Overall, 5,453 participants attended a clinic visit. Nearly all (88%) of participants were ages 40 and older, two-thirds were men, and 92% were “white British.”
There were 7.4% (95% CI 6.7-8.1) participants with IgG antibodies using laboratory serology testing. The authors noted that 95.2% of results were “concordant” across laboratory serology testing, self-testing and nurse-performed testing. Moreover, 97.2% of self-test and nurse-performed tests had the same results.
Limitations to the data include that it is not generalizable to the population, as police officers and firefighters are not representative of the population of England, and they were likely healthier than the general population. They also may have been familiar with medical procedures, especially emergency service staff.

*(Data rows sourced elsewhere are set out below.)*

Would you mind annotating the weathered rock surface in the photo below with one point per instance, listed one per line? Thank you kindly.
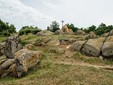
(93, 47)
(2, 46)
(58, 32)
(91, 35)
(67, 41)
(57, 50)
(12, 45)
(111, 33)
(28, 46)
(77, 46)
(66, 30)
(107, 49)
(45, 33)
(42, 41)
(26, 59)
(105, 34)
(19, 65)
(80, 32)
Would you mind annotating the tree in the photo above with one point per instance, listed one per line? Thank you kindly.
(91, 28)
(71, 26)
(53, 27)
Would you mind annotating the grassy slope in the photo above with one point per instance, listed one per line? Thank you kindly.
(50, 73)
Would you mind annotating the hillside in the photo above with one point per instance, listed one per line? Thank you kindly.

The authors said that since their data demonstrated that non-healthcare workers could self-administer these antibody tests, “this could then be extended to obtain prevalence estimates in the wider population at low cost, without the need for supervision by a healthcare practitioner” and that self-testing could be used in occupational and community studies of SARS-CoV-2 seroprevalence.
The study was supported by the Department of Health and Social Care in England.
Davies disclosed no relationships with industry.
Ward disclosed support from National Institute of Health Research and Wellcome Trust.
Co-authors disclosed support from the British government.